Он редко читал светскую хронику. Джордж изучал парламентские сводки, чтобы находиться в курсе событий, это проще, чем самому ездить в Палату. Он всё меньше и меньше склонялся к тому, чтобы предпринимать утомительное путешествие в Вестминстер. Также Джордж читал морские новости, затем новости из-за границы, а остальное просматривал на предмет каких-нибудь влияющих на рынок событий. Но по чистой случайности взгляд выхватил имя, и Джордж прочитал заметку. «Принц-регент милостью своей даровал капитану Россу Веннору Полдарку из Нампары, что в графстве Корнуолл, титул баронета». И только. Всего три строчки.

Больше всего Джорджа потряс титул баронета, ставящий его старинного врага выше обычного рыцаря, ведь этот титул передается по наследству. Было время, когда и сам Джордж хотел подергать за ниточки в парламенте, чтобы добыть тот же титул для себя, но после жестокой ссоры с Валентином, не предполагающей примирения, потерял интерес. При мысли о том, что Валентин что-либо от него унаследует, Джорджа просто выворачивало.
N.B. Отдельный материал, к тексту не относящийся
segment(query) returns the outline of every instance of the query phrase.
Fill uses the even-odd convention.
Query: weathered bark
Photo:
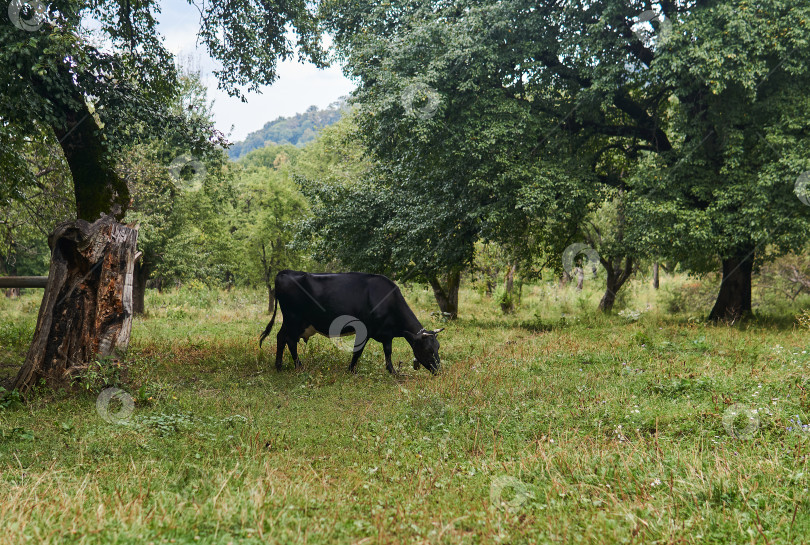
[[[652,269],[653,269],[653,271],[652,271],[652,274],[653,274],[653,279],[652,279],[653,289],[656,289],[656,290],[657,290],[657,289],[658,289],[658,286],[659,286],[659,281],[658,281],[658,262],[657,262],[657,261],[656,261],[655,263],[653,263],[653,267],[652,267]]]
[[[615,263],[613,260],[602,259],[601,261],[607,271],[607,282],[605,294],[602,296],[602,300],[599,301],[599,310],[602,312],[610,312],[613,310],[613,304],[616,302],[616,294],[619,293],[624,283],[627,282],[633,274],[633,259],[625,257],[624,266],[622,266],[621,259],[615,260]]]
[[[723,280],[720,293],[709,319],[734,322],[751,312],[751,274],[754,270],[754,250],[743,249],[723,260]]]
[[[126,350],[136,229],[104,216],[64,222],[48,237],[51,267],[34,339],[13,387],[64,387],[95,358]]]
[[[585,269],[574,267],[574,273],[577,275],[577,291],[582,291],[582,287],[585,285]]]
[[[461,284],[461,272],[451,271],[445,275],[445,285],[439,281],[435,274],[428,277],[433,296],[439,304],[439,310],[451,320],[458,317],[458,288]]]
Если бы только титул могла получить малышка Урсула... Урсуле Джордж отдал бы всё.

Он злобно гадал, каким образом Россу удалось повлиять на Ливерпуля. Эти его дурацкие поездки за границу могли хорошо выглядеть на бумаге, но на самом деле имели минимальное значение. Ни одно правительство в здравом уме не станет притворяться, что они заслуживают признания.

Разумеется, Росс давно уже состоит подхалимом при Каннинге, и хотя Каннинг сейчас в тысяче миль отсюда, командуя Португалией из Лиссабона, он наверняка сохранил влияние в нужных кругах. Пара-тройка его приспешников в прошлом году получили награды и синекуры.
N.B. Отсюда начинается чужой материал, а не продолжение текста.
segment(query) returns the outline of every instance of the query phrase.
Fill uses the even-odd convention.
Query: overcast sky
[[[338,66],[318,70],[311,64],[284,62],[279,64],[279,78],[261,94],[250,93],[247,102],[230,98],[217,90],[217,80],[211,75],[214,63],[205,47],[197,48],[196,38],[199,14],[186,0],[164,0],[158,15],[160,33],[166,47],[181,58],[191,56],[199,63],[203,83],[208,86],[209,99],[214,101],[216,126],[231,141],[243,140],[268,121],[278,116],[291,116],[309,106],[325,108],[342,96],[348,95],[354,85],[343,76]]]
В любом случае, это случилось, придется теперь с этим жить. Но Джордж знал по опыту, что титул означает для простонародья, в особенности в Корнуолле, и ему ненавистно было думать, что произойдет, когда этот высокомерный и полный предрассудков мелкий сквайр вернется вместе с женой, бывшей служанкой. Невыносимо.
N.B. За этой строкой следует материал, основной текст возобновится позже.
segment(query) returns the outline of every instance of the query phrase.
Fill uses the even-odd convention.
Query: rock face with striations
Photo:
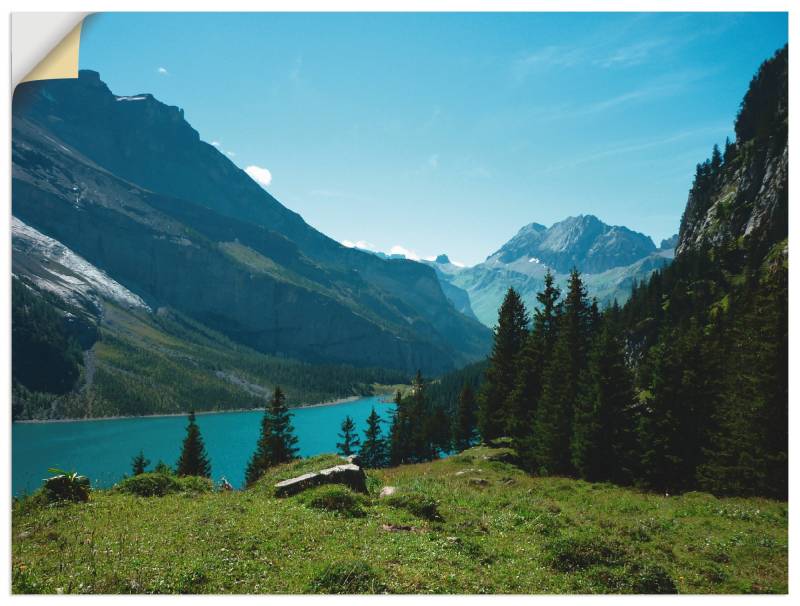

В это время года Харриет редко открывала «Таймс», и Джордж не собирался ей рассказывать. Пусть узнает, когда придет время. Да и если он скажет, она только посмеется. Ей даже может не хватить вкуса и такта, и она открыто порадуется. Джордж женился на Харриет через много лет после смерти Элизабет, и потому его супруга никак не участвовала в старой вражде. Ей как будто нравился Росс Полдарк. Однажды она сказала: «Он похож на человека того сорта, который, если уж вытащит саблю из ножен, то отшвырнет ножны прочь!». Но это, вероятно, только чтобы позлить мужа. Харриет даже танцевала с Полдарком на приеме в Тренвите. Она отказалась принять точку зрения мужа и не пыталась поставить себя на его место, чтобы понять причины долгой вражды.